Democrats argued when the legislation was passed that it should be more generous in order to ensure broader participation in the vaccination effort. As of last Friday, only 38,000 civilian public health workers had been vaccinated.
"The vaccination program is off course and behind schedule," said HELP ranking member Edward Kennedy, D-Mass. Kennedy pinned the blame for the delay on the failure of the Health and Human Services Department to release a table of vaccine-related injuries that are eligible for compensation, as required by the legislation.
HELP Chairman Judd Gregg, R-H.H., said he was concerned about the delay and about the slow pace of vaccinations. "Clearly, we haven't gotten the vaccine out as aggressively as we should," Gregg said.
In a letter to HHS Secretary Tommy Thompson, Kennedy and Sen. Christopher Dodd, D-Conn., pressed the agency to complete work on the table. "We are increasingly concerned by the delay," they wrote. "Too many first responders aware of the possibility of side effects are refusing to participate in this very high priority vaccination program."
Julie Gerberding, director of the Centers for Disease Control and Prevention, said HHS was close to completing the table, which she said was slowed by both legal and scientific issues, including a newly discovered complication involving heart attacks.
Gerberding said relatively low vaccination rates also were due to the incorrect perception that a smallpox attack is less likely than it was in the wake of the 2001 terrorist attacks. With war in Afghanistan and Iraq over, people do not think smallpox is an imminent threat, she told the committee.
"We are still operating under the assumption that the smallpox threat is real," she said. "We have to be prepared as a nation for the possibility of a smallpox attack."
Kennedy said he and Gregg were working to break the impasse that has prevented the Bioshield bill from reaching the Senate floor.

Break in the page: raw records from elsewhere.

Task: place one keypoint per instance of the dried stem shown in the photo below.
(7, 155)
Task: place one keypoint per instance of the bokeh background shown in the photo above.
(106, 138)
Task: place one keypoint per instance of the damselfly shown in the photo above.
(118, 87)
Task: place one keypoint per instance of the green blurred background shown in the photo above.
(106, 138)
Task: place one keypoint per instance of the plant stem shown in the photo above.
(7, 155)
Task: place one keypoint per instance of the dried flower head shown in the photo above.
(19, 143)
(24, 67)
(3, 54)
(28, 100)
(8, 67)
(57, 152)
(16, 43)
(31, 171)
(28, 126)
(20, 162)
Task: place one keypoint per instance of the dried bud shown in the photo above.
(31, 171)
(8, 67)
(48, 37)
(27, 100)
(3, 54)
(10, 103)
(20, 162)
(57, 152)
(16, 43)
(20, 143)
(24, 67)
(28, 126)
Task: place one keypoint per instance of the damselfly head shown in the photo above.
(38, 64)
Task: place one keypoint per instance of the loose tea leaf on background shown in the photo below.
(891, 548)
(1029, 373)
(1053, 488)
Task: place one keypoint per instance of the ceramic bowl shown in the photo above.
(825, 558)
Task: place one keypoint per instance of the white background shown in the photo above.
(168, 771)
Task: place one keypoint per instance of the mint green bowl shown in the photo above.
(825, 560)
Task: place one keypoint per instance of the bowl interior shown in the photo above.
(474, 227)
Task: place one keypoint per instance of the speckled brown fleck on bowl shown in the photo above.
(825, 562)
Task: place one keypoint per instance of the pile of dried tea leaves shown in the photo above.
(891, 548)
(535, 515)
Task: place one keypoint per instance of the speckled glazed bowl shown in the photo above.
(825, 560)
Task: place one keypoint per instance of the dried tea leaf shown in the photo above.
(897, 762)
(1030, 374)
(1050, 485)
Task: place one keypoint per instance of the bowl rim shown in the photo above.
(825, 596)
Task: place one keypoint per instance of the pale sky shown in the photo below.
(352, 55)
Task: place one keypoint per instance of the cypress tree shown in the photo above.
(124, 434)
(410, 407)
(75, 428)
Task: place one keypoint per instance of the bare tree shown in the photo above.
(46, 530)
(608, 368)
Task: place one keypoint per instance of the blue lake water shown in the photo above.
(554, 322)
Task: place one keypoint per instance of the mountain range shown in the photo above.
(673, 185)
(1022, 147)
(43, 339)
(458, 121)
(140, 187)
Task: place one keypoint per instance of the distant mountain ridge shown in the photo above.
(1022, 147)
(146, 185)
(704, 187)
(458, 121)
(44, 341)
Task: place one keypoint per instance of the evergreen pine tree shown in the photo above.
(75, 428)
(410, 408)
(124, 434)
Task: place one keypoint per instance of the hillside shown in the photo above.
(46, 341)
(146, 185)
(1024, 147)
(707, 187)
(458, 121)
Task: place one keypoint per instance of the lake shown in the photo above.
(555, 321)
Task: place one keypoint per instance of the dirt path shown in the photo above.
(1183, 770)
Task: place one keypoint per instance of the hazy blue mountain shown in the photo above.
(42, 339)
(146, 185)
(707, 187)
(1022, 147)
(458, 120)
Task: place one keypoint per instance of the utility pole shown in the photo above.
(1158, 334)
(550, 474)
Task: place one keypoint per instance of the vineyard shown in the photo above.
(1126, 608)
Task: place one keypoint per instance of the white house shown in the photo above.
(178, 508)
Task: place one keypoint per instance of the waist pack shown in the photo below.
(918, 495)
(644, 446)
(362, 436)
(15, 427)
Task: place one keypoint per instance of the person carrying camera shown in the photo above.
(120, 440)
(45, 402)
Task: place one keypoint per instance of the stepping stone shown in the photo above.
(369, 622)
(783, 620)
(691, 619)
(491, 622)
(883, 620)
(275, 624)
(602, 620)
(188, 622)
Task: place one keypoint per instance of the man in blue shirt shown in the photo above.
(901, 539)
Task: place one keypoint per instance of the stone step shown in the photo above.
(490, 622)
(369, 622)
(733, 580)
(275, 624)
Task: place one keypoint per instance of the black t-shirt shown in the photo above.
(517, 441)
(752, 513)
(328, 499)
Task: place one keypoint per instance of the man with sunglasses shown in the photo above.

The bill passed the committee, but has been stymied because of concerns about its funding source. Appropriatiors, including Senate Appropriations ranking member Robert Byrd, D-W.Va., do not want the program to have mandatory funding.
Food and Drug Commissioner Mark McClellan said passage of Bioshield legislation would help speed up research and approval of vaccines. "Enactment of Project Bioshield is a priority for the administration," he said.